Pots of herbs bought from the supermarket and kept alive for as long as possible -- much cheaper than buying sachets each time.
bulk bags of second-best apples/marked fruit -- usually they're fine just cut out the eyes.
really big tubs of yoghurt from Middle-eastern groceries -- as long as yr family eat it before it goes bad (usually lasts a while), this is great value compared to mini yoghurts.
hear me out but if you're getting any cheap old going-stale bread, you can do a breadcrumb-based pasta sauce - I was sceptical as it sounded like carbs on carbs but it turns out it's actually a thing and it's great -- with a few tinned anchovies (save the rest for sth else) and lemon, vg.

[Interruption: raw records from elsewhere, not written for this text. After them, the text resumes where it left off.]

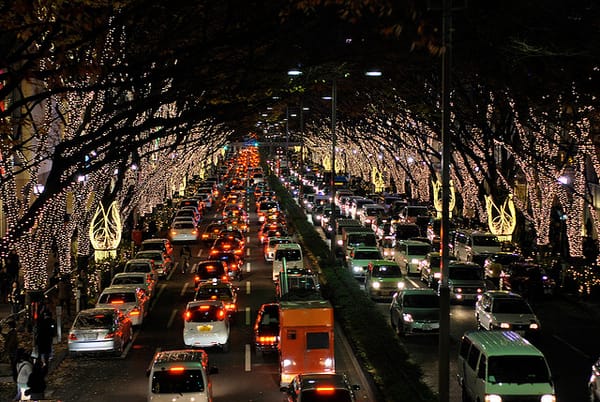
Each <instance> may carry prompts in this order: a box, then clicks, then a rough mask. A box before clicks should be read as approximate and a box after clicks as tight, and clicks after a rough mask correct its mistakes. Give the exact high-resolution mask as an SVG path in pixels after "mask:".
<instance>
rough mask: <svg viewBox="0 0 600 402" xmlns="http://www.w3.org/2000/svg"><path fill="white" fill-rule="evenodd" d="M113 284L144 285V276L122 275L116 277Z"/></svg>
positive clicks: (113, 282)
mask: <svg viewBox="0 0 600 402" xmlns="http://www.w3.org/2000/svg"><path fill="white" fill-rule="evenodd" d="M112 284H113V285H143V284H144V277H142V276H120V277H115V278H114V279H113V281H112Z"/></svg>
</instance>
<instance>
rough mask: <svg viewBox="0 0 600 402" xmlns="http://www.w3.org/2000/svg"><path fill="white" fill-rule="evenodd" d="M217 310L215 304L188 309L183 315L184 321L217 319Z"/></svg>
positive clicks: (187, 321) (203, 321)
mask: <svg viewBox="0 0 600 402" xmlns="http://www.w3.org/2000/svg"><path fill="white" fill-rule="evenodd" d="M219 311H220V309H219V308H218V307H217V306H211V305H201V306H196V307H192V308H190V309H188V310H187V311H186V315H185V321H186V322H212V321H219Z"/></svg>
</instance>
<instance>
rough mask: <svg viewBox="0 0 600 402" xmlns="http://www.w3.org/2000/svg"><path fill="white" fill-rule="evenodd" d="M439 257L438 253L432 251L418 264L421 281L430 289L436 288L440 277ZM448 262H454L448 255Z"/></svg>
mask: <svg viewBox="0 0 600 402" xmlns="http://www.w3.org/2000/svg"><path fill="white" fill-rule="evenodd" d="M440 257H441V256H440V253H439V251H432V252H430V253H427V255H426V256H425V259H424V260H422V261H421V262H420V265H421V268H420V271H421V281H422V282H423V283H425V284H426V285H427V286H428V287H430V288H432V289H437V288H438V283H439V281H440V278H441V277H442V271H441V269H440V263H441V261H440ZM448 261H456V257H455V256H453V255H449V256H448Z"/></svg>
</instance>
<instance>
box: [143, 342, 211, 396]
mask: <svg viewBox="0 0 600 402" xmlns="http://www.w3.org/2000/svg"><path fill="white" fill-rule="evenodd" d="M218 372H219V370H218V369H217V368H216V367H214V366H209V363H208V353H206V351H204V350H202V349H177V350H160V351H158V352H156V353H155V354H154V357H153V358H152V362H151V363H150V367H149V369H148V371H147V373H146V374H147V375H148V402H150V401H173V400H178V399H180V400H187V401H212V400H213V399H212V382H211V378H210V375H212V374H217V373H218Z"/></svg>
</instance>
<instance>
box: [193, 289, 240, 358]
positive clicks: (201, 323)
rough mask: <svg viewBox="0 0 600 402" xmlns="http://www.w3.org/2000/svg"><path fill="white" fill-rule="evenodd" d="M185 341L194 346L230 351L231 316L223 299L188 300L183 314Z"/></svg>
mask: <svg viewBox="0 0 600 402" xmlns="http://www.w3.org/2000/svg"><path fill="white" fill-rule="evenodd" d="M183 319H184V326H183V343H184V344H185V345H186V346H188V347H193V348H208V347H218V348H221V349H222V350H223V351H224V352H228V351H229V330H230V329H229V327H230V325H229V316H228V314H227V308H226V307H225V303H223V301H222V300H194V301H191V302H188V304H187V305H186V307H185V312H184V315H183Z"/></svg>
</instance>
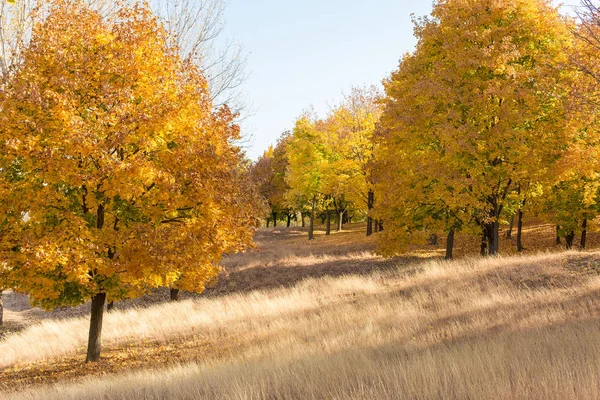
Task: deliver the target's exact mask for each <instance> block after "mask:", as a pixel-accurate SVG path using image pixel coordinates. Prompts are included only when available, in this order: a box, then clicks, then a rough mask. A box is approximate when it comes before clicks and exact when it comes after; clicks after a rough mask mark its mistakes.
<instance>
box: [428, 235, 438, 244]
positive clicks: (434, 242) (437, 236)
mask: <svg viewBox="0 0 600 400" xmlns="http://www.w3.org/2000/svg"><path fill="white" fill-rule="evenodd" d="M427 242H428V243H429V245H430V246H437V243H438V236H437V233H432V234H431V235H429V237H428V238H427Z"/></svg>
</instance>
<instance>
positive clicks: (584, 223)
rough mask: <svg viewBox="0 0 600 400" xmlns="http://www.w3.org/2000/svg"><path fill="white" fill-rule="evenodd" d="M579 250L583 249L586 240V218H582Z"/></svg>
mask: <svg viewBox="0 0 600 400" xmlns="http://www.w3.org/2000/svg"><path fill="white" fill-rule="evenodd" d="M581 228H582V230H581V244H580V247H581V250H585V246H586V244H587V243H586V242H587V218H586V219H584V220H583V224H582V226H581Z"/></svg>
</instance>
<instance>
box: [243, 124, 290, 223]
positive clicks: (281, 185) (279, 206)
mask: <svg viewBox="0 0 600 400" xmlns="http://www.w3.org/2000/svg"><path fill="white" fill-rule="evenodd" d="M289 138H290V133H289V132H284V133H283V134H282V135H281V136H280V137H279V139H278V141H277V145H276V147H275V148H273V146H270V147H269V148H268V149H267V150H266V151H265V152H264V153H263V155H262V156H261V157H260V158H259V159H258V160H257V162H256V163H255V164H254V165H253V166H252V176H253V179H254V182H255V183H256V185H258V190H259V192H260V194H261V196H262V197H263V198H264V199H265V201H266V203H267V204H268V206H269V213H270V216H271V217H272V218H273V225H274V226H277V219H278V216H279V215H280V214H282V213H285V214H286V215H287V219H288V221H287V222H288V227H289V226H290V224H291V215H292V210H291V209H290V208H289V207H288V202H287V201H286V198H285V194H286V192H287V191H288V189H289V186H288V184H287V182H286V181H285V174H286V171H287V165H288V161H287V153H286V146H287V143H288V141H289ZM269 222H270V218H267V227H268V226H269Z"/></svg>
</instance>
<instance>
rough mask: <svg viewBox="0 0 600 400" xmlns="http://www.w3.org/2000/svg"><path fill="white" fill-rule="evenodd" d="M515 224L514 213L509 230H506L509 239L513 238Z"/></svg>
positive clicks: (508, 228)
mask: <svg viewBox="0 0 600 400" xmlns="http://www.w3.org/2000/svg"><path fill="white" fill-rule="evenodd" d="M514 225H515V216H514V215H513V216H512V218H511V219H510V225H509V226H508V231H506V238H507V239H512V228H513V227H514Z"/></svg>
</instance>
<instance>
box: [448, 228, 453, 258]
mask: <svg viewBox="0 0 600 400" xmlns="http://www.w3.org/2000/svg"><path fill="white" fill-rule="evenodd" d="M453 251H454V230H451V231H450V232H448V237H447V238H446V260H452V258H453V257H454V255H453V254H452V253H453Z"/></svg>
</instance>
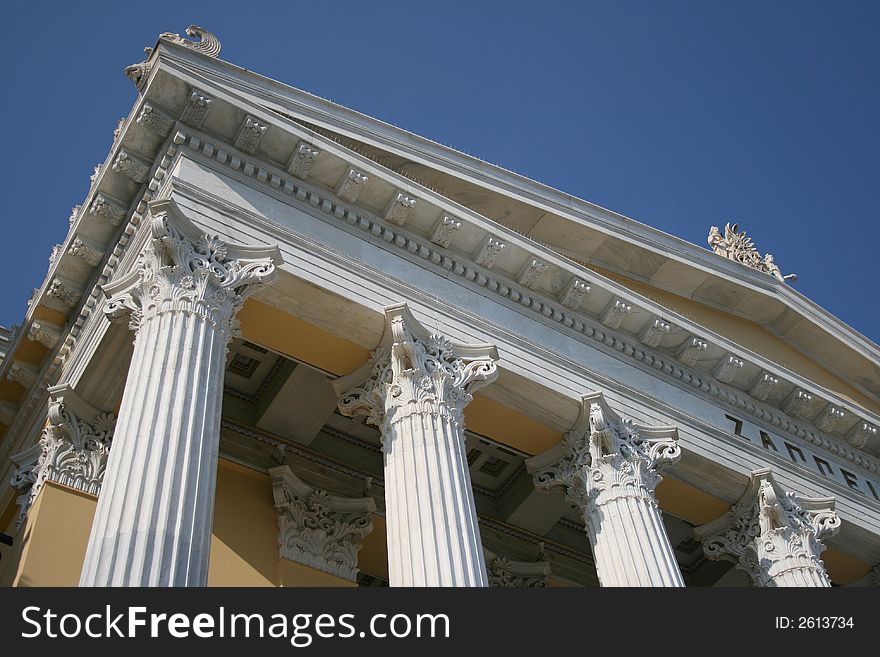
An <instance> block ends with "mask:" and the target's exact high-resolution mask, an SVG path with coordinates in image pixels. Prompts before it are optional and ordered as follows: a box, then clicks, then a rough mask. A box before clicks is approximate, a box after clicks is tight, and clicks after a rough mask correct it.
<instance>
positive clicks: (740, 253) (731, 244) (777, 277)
mask: <svg viewBox="0 0 880 657" xmlns="http://www.w3.org/2000/svg"><path fill="white" fill-rule="evenodd" d="M707 241H708V242H709V248H711V249H712V251H714V252H715V253H717V254H718V255H720V256H722V257H724V258H727V259H728V260H733V261H735V262H739V263H741V264H744V265H745V266H747V267H751V268H752V269H757V270H758V271H762V272H764V273H765V274H770V275H771V276H773V277H774V278H777V279H778V280H780V281H782V282H784V283H785V282H788V281H791V282H792V283H794V282H795V281H796V280H797V274H786V275H785V276H783V275H782V272H781V271H780V269H779V266H778V265H777V264H776V262H775V261H774V259H773V256H772V255H771V254H769V253H767V254H765V255H764V256H763V257H761V254H760V253H759V252H758V250H757V249H756V248H755V244H754V243H753V242H752V238H751V237H749V236H748V235H746V232H745V231H740V230H739V224H730V223H727V224H726V225H725V226H724V235H722V234H721V231H720V230H718V226H712V227H711V228H710V229H709V237H708V238H707Z"/></svg>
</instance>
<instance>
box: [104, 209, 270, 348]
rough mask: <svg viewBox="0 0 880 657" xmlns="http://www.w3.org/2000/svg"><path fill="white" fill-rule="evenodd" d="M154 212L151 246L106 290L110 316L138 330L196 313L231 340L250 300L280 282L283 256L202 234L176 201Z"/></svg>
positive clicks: (236, 331) (259, 247) (107, 307)
mask: <svg viewBox="0 0 880 657" xmlns="http://www.w3.org/2000/svg"><path fill="white" fill-rule="evenodd" d="M150 209H151V219H150V224H149V227H150V231H151V237H152V239H151V242H150V244H149V245H148V246H147V248H146V249H145V250H144V252H143V253H142V254H141V256H140V260H139V263H138V266H137V267H135V268H134V269H133V270H132V271H131V272H129V274H127V275H126V276H124V277H123V278H121V279H120V280H118V281H116V282H114V283H111V284H108V285H105V286H104V290H105V294H107V295H108V296H109V299H108V301H107V304H106V306H105V308H104V312H105V314H106V315H107V317H108V318H109V319H110V320H111V321H120V320H122V319H124V318H125V317H128V319H129V328H131V329H132V330H134V331H137V330H138V329H139V328H140V326H141V325H142V324H143V323H144V322H145V321H147V320H149V319H151V318H153V317H155V316H157V315H160V314H163V313H166V312H181V313H186V314H194V315H196V316H198V317H201V318H202V319H204V320H206V321H207V322H209V323H210V324H211V325H212V326H213V327H214V329H216V330H217V331H219V332H220V333H221V335H222V336H223V337H224V338H225V340H226V341H228V340H229V339H231V338H232V337H234V336H235V335H237V333H238V328H239V326H238V320H237V319H235V315H236V313H237V312H238V310H239V309H240V308H241V306H242V305H243V304H244V300H245V298H246V297H247V296H248V295H250V294H251V293H252V292H253V291H254V290H255V289H256V288H257V287H259V286H261V285H265V284H267V283H269V282H271V281H272V280H273V279H274V277H275V273H276V271H275V263H276V262H278V261H280V254H278V252H277V249H266V248H263V247H247V246H235V245H228V244H227V243H226V242H224V241H223V240H221V239H219V238H218V237H216V236H211V235H208V234H204V233H201V232H199V231H198V229H197V228H196V227H195V226H194V225H193V224H192V223H190V222H189V220H187V219H184V218H183V215H182V214H181V213H180V211H179V210H178V209H177V208H176V206H175V205H174V203H173V202H172V201H158V202H154V203H152V204H151V205H150Z"/></svg>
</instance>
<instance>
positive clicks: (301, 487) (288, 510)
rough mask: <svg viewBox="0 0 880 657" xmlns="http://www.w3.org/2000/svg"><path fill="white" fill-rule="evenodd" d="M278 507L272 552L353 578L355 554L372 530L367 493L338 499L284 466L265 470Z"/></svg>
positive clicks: (373, 501)
mask: <svg viewBox="0 0 880 657" xmlns="http://www.w3.org/2000/svg"><path fill="white" fill-rule="evenodd" d="M269 478H270V479H271V480H272V496H273V497H274V498H275V508H276V509H277V511H278V555H279V556H280V557H281V558H282V559H288V560H290V561H295V562H297V563H301V564H303V565H304V566H309V567H310V568H316V569H317V570H321V571H324V572H325V573H330V574H331V575H335V576H336V577H341V578H342V579H347V580H349V581H351V582H355V581H357V574H358V567H357V563H358V552H360V550H361V548H362V547H363V543H362V541H363V539H364V537H365V536H366V535H367V534H369V533H370V532H371V531H373V517H372V513H373V512H375V510H376V503H375V502H374V501H373V498H372V497H343V496H341V495H332V494H331V493H329V492H327V491H326V490H322V489H319V488H315V487H314V486H310V485H309V484H307V483H305V482H304V481H303V480H302V479H300V478H299V477H297V476H296V475H295V474H293V470H291V469H290V466H289V465H279V466H278V467H275V468H269Z"/></svg>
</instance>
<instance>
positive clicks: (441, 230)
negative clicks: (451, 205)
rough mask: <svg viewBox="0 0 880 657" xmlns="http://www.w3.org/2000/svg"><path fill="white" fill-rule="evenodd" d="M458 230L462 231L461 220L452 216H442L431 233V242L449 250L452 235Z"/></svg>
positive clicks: (440, 217)
mask: <svg viewBox="0 0 880 657" xmlns="http://www.w3.org/2000/svg"><path fill="white" fill-rule="evenodd" d="M458 230H461V220H460V219H458V218H457V217H453V216H452V215H451V214H442V215H440V220H439V221H438V222H437V224H436V225H435V226H434V230H433V231H432V232H431V241H432V242H433V243H434V244H436V245H437V246H442V247H443V248H444V249H448V248H449V242H450V241H451V240H452V234H453V233H454V232H456V231H458Z"/></svg>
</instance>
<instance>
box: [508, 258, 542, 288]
mask: <svg viewBox="0 0 880 657" xmlns="http://www.w3.org/2000/svg"><path fill="white" fill-rule="evenodd" d="M548 268H549V265H548V264H547V263H546V262H543V261H541V260H538V259H537V258H529V259H528V260H527V261H526V264H525V265H524V266H523V268H522V271H521V272H520V274H519V277H518V278H517V279H516V280H517V283H519V284H520V285H522V286H523V287H527V288H528V289H530V290H534V289H535V288H537V287H538V283H539V282H540V281H541V277H542V276H543V275H544V274H545V273H546V271H547V269H548Z"/></svg>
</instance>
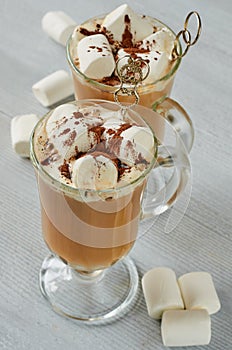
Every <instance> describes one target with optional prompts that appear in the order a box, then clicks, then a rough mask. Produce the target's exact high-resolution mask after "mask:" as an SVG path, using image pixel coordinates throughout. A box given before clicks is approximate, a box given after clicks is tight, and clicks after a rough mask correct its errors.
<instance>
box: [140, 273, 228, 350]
mask: <svg viewBox="0 0 232 350" xmlns="http://www.w3.org/2000/svg"><path fill="white" fill-rule="evenodd" d="M142 287H143V293H144V297H145V301H146V305H147V310H148V314H149V316H150V317H152V318H154V319H160V318H162V321H161V336H162V340H163V344H164V345H165V346H193V345H207V344H209V342H210V339H211V320H210V316H209V315H212V314H214V313H216V312H217V311H219V310H220V307H221V305H220V301H219V298H218V296H217V292H216V290H215V287H214V283H213V280H212V277H211V275H210V274H209V273H208V272H190V273H187V274H185V275H182V276H181V277H179V279H178V280H177V279H176V274H175V272H174V271H173V270H171V269H169V268H165V267H160V268H154V269H152V270H149V271H148V272H147V273H145V275H144V276H143V278H142Z"/></svg>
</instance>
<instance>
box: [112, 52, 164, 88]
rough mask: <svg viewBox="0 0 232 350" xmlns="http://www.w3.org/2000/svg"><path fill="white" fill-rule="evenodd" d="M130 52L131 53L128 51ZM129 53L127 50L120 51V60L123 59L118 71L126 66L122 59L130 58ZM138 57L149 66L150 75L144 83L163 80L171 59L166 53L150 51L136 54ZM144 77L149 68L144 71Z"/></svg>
mask: <svg viewBox="0 0 232 350" xmlns="http://www.w3.org/2000/svg"><path fill="white" fill-rule="evenodd" d="M128 52H129V51H128ZM128 55H129V53H127V51H126V50H124V49H120V50H119V51H118V59H121V60H120V61H119V62H118V70H120V68H121V67H122V66H123V65H124V64H125V60H124V59H122V58H123V57H125V56H128ZM136 56H137V57H140V58H141V59H143V60H145V61H146V62H147V63H148V65H149V68H150V70H149V74H148V76H147V78H146V79H145V80H144V83H146V84H149V83H154V82H155V81H156V80H158V79H160V78H162V77H163V76H164V75H165V72H166V70H167V68H168V65H169V58H168V55H167V53H166V52H159V51H150V52H146V53H140V52H138V53H136ZM143 71H144V75H146V72H147V67H145V68H144V69H143Z"/></svg>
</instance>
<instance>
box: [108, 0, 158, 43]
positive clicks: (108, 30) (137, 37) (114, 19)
mask: <svg viewBox="0 0 232 350" xmlns="http://www.w3.org/2000/svg"><path fill="white" fill-rule="evenodd" d="M126 15H128V17H129V19H130V24H129V29H130V32H131V34H132V35H133V42H136V41H140V40H143V39H144V38H145V37H146V36H148V35H150V34H152V33H153V31H154V28H153V25H152V24H151V23H150V22H149V20H148V19H147V18H146V17H145V18H143V17H141V16H138V15H137V14H136V13H134V11H133V10H132V9H131V8H130V7H129V6H128V5H127V4H124V5H121V6H119V7H118V8H116V9H115V10H114V11H112V12H110V13H109V14H108V15H107V16H106V17H105V19H104V21H103V22H102V27H104V28H106V29H107V30H108V31H110V32H111V33H112V34H113V38H114V40H117V41H122V35H123V33H124V31H125V27H126V25H127V24H126V23H125V16H126Z"/></svg>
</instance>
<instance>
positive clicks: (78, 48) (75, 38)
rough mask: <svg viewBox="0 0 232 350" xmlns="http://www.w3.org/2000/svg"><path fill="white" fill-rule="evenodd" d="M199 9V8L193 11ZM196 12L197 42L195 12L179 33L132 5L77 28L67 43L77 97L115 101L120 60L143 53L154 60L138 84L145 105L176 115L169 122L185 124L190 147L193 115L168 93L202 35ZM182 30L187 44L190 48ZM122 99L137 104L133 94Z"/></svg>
mask: <svg viewBox="0 0 232 350" xmlns="http://www.w3.org/2000/svg"><path fill="white" fill-rule="evenodd" d="M193 14H196V13H195V12H192V13H190V15H193ZM196 16H197V20H198V27H199V29H198V34H197V36H196V39H195V40H194V41H193V43H191V34H190V32H189V31H188V29H187V25H188V20H189V18H190V16H188V17H187V19H186V22H185V29H184V30H183V31H180V32H179V34H178V35H177V36H176V34H175V33H174V32H173V31H172V30H171V29H170V28H169V27H168V26H167V25H165V24H164V23H162V22H160V21H159V20H157V19H154V18H151V17H149V16H140V15H138V14H136V13H135V12H134V11H133V10H132V9H131V8H130V7H129V6H128V5H126V4H125V5H121V6H120V7H118V8H117V9H115V10H114V11H112V12H111V13H109V14H108V15H104V16H99V17H95V18H91V19H89V20H87V21H86V22H84V23H83V24H82V25H80V26H78V27H76V29H75V30H74V32H73V34H72V35H71V37H70V39H69V40H68V42H67V48H66V49H67V50H66V52H67V59H68V62H69V65H70V68H71V72H72V75H73V81H74V90H75V97H76V99H86V98H91V99H95V98H96V99H104V100H110V101H114V93H115V90H116V89H117V87H118V86H119V85H120V80H119V78H118V74H117V69H116V65H117V62H118V60H120V59H122V58H123V57H125V56H127V55H130V56H131V57H132V58H134V59H135V58H141V59H143V60H145V61H146V62H147V63H148V64H149V67H150V72H149V74H148V76H147V78H146V79H145V80H144V81H143V82H142V83H141V84H140V85H139V86H138V94H139V96H140V101H139V104H141V105H142V106H145V107H148V108H153V109H154V110H156V111H158V112H159V110H160V109H161V110H162V113H163V115H164V117H166V118H167V117H168V116H170V114H171V118H170V119H169V121H170V122H171V123H172V124H173V126H174V127H175V128H176V129H177V130H179V128H180V126H181V128H182V133H183V134H185V137H184V139H185V140H188V142H187V144H186V148H187V150H188V151H190V150H191V147H192V143H193V127H192V123H191V120H190V118H189V116H188V115H187V113H186V112H185V111H184V110H183V108H182V107H181V106H180V105H179V104H178V103H177V102H175V101H173V100H172V99H170V98H168V97H169V96H170V93H171V90H172V86H173V83H174V78H175V74H176V72H177V70H178V68H179V66H180V63H181V59H182V55H183V54H185V53H186V52H187V50H188V48H189V47H190V46H191V45H193V44H194V43H195V42H196V41H197V39H198V37H199V34H200V17H199V15H198V14H197V15H196ZM180 34H181V35H183V37H184V39H185V41H186V43H185V44H187V47H186V49H185V50H184V52H182V48H181V44H180V40H179V39H181V35H180ZM164 100H165V101H164ZM121 101H122V102H126V103H133V96H128V95H122V96H121ZM163 101H164V103H163ZM176 109H177V111H176ZM170 110H171V112H170ZM180 110H181V113H180Z"/></svg>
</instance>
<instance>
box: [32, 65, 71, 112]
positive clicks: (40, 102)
mask: <svg viewBox="0 0 232 350" xmlns="http://www.w3.org/2000/svg"><path fill="white" fill-rule="evenodd" d="M73 89H74V88H73V81H72V78H71V77H70V75H69V74H68V73H67V72H66V71H64V70H58V71H56V72H54V73H52V74H50V75H48V76H46V77H45V78H43V79H42V80H40V81H38V82H37V83H35V84H34V85H33V86H32V91H33V93H34V96H35V97H36V98H37V100H38V101H39V102H40V103H41V104H42V105H43V106H45V107H48V106H51V105H53V104H55V103H57V102H59V101H61V100H63V99H65V98H67V97H68V96H70V95H72V94H73Z"/></svg>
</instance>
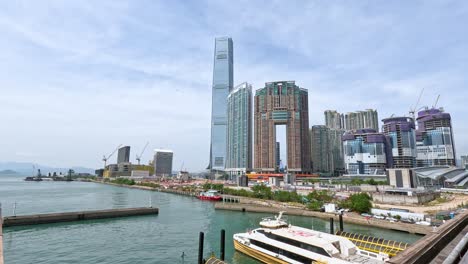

tinned tomatoes are very versatile, store well and cheap. good in a one-two-three dinner situation, where you cook, for instance, some grains dried quinoa/couscous, some greens (eg bok choy from a big bunch) and some tomatoes, and stick a poached egg on it, flavoured with miso, cheap, well balanced, delicious.
East asian leafy green veg -- often very plentiful bunches for the money, eg bok choy, and very delicious as the main thing in a stir fry, esp with bulk mushrooms rather than meat or tofu.
corn on the cob, when in season, as that is sometimes cheap and is both filling and a vegetable, tick.
Miso makes everything great -- get some really cheap bulky seasonal root veg (good time for this right now) and do a roast with just veg seasoned with miso and cheap bulk olive oil. the little sachets of miso are good as you only open what you're going to use at any one time. this makes so much food and is delicious. other way to do this is with soy sauce and olive oil. they caramelise and are very umami ish and you don't miss the roast meat.
bulk mushrooms (ie pick and weigh at the supey rather than in a punnet) instead of meat, or instead of those veg patties. much cheaper and in my opinion more delicious depending on what you do with them.
this is all quite slappably hippy, so take or leave bits as you find useful!!